Silver Star Rabbitry
Raising and Showing Quality Silver Marten Rabbits in North Louisiana.

http://silverstarsilvermartens.webs.com/
http://silverstarrabbitry.blogspot.com/

[email protected]


----------



## SNM (Jan 23, 2011)

Blue and lilac do look identical, but look at the pitures of the kits. 
I'm fairly sure it's a lilac tort as well, I don't see any blue


----------



## OakRidgeRabbits (Jan 23, 2011)

Does the BEW parent carry chocolate? As in, are there any chocolate based colors behind it? What are the parents?


----------



## Purple Mountain Rabbitry (Jan 23, 2011)

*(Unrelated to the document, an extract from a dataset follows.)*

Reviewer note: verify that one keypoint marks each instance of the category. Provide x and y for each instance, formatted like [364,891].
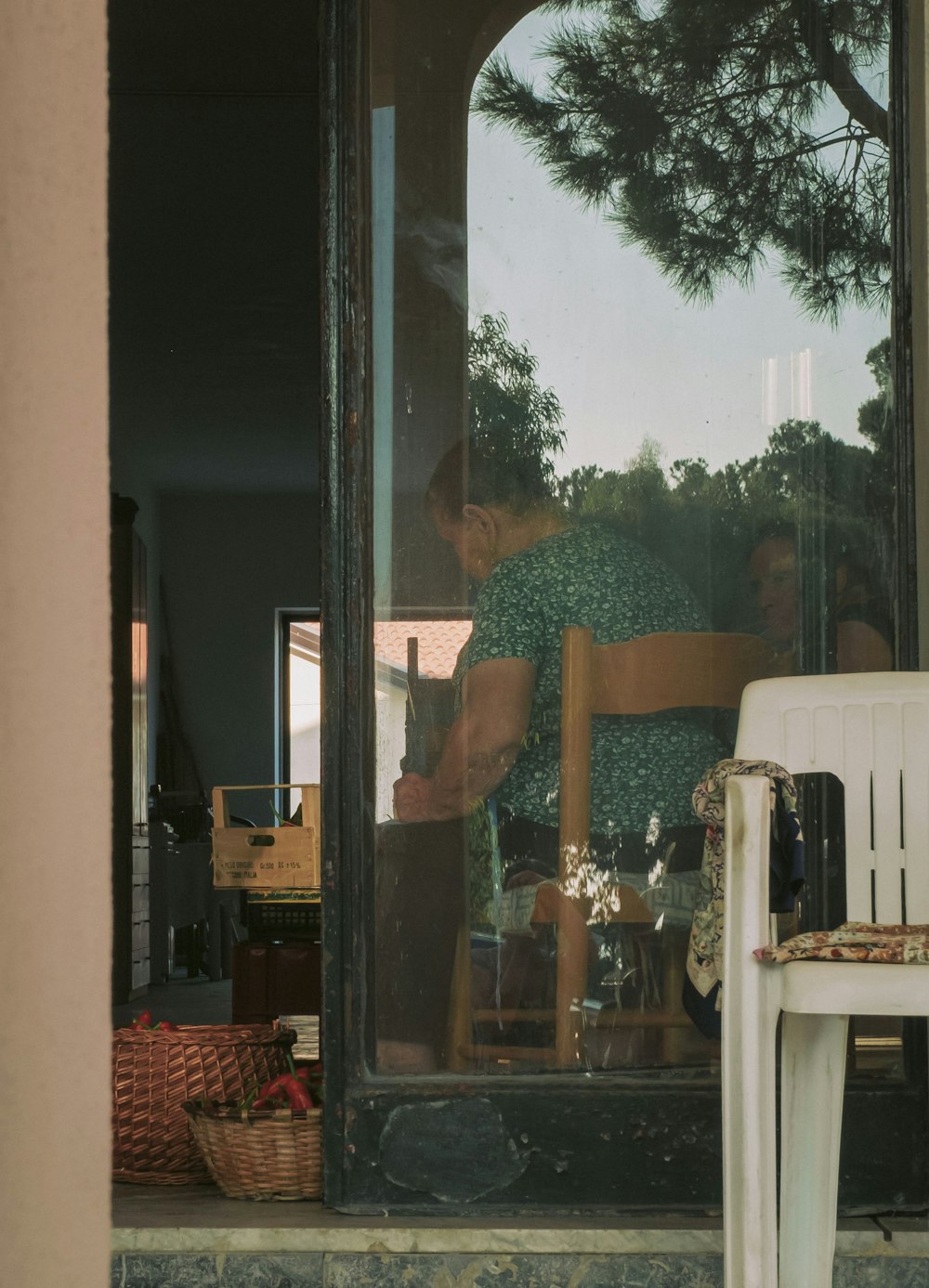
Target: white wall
[54,644]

Ok I say lilac tort. Look at a lilac and look at a blue. you can tell the dif. I have blue babies so I can tell the dif easily. lilac is lighter and if you look at the pics of a solid blue and a solid lilac you can def. tell that this kit is a lilac tort. Idk maybe its just me

Crystal


----------



## Nancy McClelland (Jan 23, 2011)

:yeahthat:


----------



## kirstin (Jan 24, 2011)

Lol that one's a buck, not a doe guys. =P Ya, I knew it wasn't a chocolate tort. or black tort. cause I own a couple black torts. No chocolate-based parents. There's all BEWs in the generation except for the dad is a lynx vc, his generation has some broken blacks, and the mother's grandmother was a smoke pearl.

Here's a pic of the sire... registered as a lynx.


----------



## SNM (Jan 24, 2011)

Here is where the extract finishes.